If there’s something I could do with OS X 10.6 that I can’t do with OS X 10.8, I haven’t found it yet. My software all still works.

I wish someone would make a list, because it surely wouldn’t be empty. Spaces has been reduced from two dimensions to one. Xcode and other apps have become less AppleScriptable. Safari has become buggy. Changes to Sync Services, without adequate replacements, broke Outlook and Yojimbo. Some things have improved, for sure, but there is also a lot that has become more limited, closed, or broken.

Again, no real evidence supports this—the iOS elements that have been migrated to OS X have not resulted in OS X becoming more locked down. And there’s no reason to think that more OS X technologies won’t move to iOS, making it less locked down.

He’s apparently never heard of sandboxing. Some apps bought from the Mac App Store on 10.6 have either had features removed or can no longer be updated. It also affects apps outside the Mac App Store. For example, Mail on 10.8 is sandboxed, which affects what plug-ins can do. Locking down Safari also affected plug-ins such as 1Password. Will Aperture plug-ins be next? Spotlight is also more locked down, which broke a feature of one of my apps. Restrictions on NSDistributedNotificationCenter affect the kinds of services that apps can provide.

While iOS is locked down by comparison—and there are some things that definitely do need to be opened up with respect to inter-application communication—an iOS device is an application console. We don’t complain (much) about a PlayStation 3 being “locked down” because it’s a game console. That’s what they do.

This is circular reasoning, with an appeal to a nebulous term that Apple has never used. The bottom line is that some people have needs that the product isn’t meeting. They can either go without (and try to influence future versions of the product) or switch to a different product (which has other drawbacks). Appeals to terminology attempt to shut down discussion without addressing the underlying issues in a constructive way.

It’s like saying in the early 80s: you don’t understand, it’s a Mac. It’s not supposed to have color, internal storage, networking, multiple processes, arrow keys, a compiler, a command line, etc.

Introducing Fargo

Dave Winer’s new product, Fargo, is a Web-based outliner that edits OTML files in Dropbox.

Why LinkedIn Went Native

Kiran Prasad (via Aaron Hillegass):

We have definitely shifted from HTML5 to native. The primary reason for that is, we’re seeing that more and more people are spending more time in the app, and the app is running out of memory. It’s not performance issues, like speed or rendering, but it’s still a big problem.

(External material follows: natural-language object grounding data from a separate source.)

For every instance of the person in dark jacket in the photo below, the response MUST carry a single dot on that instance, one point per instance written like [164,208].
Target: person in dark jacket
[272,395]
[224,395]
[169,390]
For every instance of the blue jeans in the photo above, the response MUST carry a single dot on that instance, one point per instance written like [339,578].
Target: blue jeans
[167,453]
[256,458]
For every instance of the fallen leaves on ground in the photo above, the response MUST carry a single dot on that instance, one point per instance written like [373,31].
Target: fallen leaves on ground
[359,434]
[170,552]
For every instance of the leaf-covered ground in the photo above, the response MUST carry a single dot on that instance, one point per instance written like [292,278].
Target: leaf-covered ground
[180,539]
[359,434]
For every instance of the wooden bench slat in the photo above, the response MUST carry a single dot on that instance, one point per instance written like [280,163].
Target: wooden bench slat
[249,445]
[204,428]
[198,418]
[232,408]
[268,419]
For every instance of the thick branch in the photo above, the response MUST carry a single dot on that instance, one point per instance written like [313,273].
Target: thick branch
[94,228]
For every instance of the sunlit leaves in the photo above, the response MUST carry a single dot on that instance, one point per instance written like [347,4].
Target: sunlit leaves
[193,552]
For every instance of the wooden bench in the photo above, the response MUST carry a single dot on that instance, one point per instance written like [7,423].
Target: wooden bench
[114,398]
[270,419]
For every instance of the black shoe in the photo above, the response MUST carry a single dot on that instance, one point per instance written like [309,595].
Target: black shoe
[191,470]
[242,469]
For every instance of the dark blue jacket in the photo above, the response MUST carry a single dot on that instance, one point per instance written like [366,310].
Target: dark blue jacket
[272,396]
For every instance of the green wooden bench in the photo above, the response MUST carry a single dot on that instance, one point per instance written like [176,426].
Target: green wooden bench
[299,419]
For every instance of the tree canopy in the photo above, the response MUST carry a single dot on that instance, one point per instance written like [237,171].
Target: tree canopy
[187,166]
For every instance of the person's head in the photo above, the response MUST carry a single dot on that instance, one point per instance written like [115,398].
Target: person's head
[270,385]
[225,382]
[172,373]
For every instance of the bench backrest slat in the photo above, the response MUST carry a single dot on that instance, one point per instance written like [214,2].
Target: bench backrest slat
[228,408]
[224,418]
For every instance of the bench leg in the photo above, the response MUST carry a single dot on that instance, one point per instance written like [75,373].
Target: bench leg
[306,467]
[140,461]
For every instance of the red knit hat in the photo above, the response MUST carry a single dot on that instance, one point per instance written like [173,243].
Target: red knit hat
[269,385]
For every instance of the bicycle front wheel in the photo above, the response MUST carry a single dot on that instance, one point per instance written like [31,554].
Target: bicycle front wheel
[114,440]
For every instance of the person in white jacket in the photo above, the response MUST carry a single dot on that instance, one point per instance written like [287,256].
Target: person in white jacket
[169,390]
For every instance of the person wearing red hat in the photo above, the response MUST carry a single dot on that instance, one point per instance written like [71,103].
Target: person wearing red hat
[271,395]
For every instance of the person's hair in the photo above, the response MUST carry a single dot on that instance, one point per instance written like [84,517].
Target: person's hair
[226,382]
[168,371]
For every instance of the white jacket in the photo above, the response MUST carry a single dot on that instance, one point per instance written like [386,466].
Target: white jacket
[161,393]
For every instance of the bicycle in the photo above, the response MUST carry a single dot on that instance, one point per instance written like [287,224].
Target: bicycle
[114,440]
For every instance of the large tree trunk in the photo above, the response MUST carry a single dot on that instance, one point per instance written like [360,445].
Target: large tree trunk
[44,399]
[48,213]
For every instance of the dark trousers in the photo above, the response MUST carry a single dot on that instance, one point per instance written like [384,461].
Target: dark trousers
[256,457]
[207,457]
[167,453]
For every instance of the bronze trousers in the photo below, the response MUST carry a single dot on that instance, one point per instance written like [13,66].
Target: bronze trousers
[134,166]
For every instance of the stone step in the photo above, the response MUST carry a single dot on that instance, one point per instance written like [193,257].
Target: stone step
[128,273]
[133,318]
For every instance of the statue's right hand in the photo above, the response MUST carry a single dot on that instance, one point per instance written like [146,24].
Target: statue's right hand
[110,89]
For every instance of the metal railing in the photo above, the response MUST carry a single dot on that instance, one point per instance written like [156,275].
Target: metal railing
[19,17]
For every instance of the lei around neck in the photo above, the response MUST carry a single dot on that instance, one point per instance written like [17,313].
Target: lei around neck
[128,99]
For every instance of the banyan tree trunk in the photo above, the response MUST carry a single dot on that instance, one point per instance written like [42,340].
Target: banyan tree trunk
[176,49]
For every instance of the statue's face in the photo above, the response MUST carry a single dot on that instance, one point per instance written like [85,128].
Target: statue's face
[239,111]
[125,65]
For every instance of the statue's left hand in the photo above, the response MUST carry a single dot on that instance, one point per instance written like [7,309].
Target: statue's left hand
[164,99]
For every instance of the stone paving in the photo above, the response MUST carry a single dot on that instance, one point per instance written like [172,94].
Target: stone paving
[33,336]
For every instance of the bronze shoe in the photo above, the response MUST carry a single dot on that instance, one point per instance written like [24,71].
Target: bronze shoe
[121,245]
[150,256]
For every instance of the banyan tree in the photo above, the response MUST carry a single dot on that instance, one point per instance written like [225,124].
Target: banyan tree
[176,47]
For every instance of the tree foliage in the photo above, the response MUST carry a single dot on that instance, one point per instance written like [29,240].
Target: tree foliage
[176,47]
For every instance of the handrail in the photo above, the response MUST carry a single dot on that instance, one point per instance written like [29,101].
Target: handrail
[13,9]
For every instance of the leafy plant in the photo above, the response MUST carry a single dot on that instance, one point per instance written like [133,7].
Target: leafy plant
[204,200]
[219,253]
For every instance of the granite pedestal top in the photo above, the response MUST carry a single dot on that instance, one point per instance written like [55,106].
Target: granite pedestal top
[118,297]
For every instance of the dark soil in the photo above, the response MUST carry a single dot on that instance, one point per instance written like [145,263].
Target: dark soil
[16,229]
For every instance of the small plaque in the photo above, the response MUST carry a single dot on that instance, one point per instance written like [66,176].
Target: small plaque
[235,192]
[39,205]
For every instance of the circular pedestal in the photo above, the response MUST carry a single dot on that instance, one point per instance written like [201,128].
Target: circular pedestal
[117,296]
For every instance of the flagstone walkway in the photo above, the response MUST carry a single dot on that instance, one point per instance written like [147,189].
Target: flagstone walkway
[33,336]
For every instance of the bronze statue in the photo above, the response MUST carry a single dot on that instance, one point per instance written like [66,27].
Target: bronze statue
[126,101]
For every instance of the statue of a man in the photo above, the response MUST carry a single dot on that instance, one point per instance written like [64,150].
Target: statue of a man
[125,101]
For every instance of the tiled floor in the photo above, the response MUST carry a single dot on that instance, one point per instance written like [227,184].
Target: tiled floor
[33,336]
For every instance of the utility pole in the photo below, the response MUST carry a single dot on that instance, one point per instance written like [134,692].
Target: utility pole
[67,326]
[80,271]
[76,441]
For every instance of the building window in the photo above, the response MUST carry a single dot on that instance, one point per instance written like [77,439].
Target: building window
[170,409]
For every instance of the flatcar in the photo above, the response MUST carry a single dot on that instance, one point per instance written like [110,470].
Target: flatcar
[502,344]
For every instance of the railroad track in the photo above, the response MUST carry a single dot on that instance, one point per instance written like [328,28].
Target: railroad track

The second reason we’ve gone native is trying to get some of the animations — the spinners and the way they work — getting that smoothness, we felt like we needed native to really do that well.

WebCode 1.0

WebCode is a “vector drawing app that instantly generates JavaScript+Canvas, CSS+HTML or SVG code” (via Matt Gemmell). The dynamic colors features looks interesting. PaintCode and Opacity are similar apps that generate Objective-C.

Authorization

xkcd considers the usefulness of an admin account.

Interface Builder: Curse or Convenience?

Florian Kugler (via Romain Briche):

After working on a fairly complex iPad app for the last six months together with Chris Eidhof, my personal bottom line for Interface Builder doesn’t look too positive with regard to these tasks. In fact, I’m willing to try out abandoning Interface Builder alltogether for the next project. This may sound pretty radical, but let me walk you through my thought process.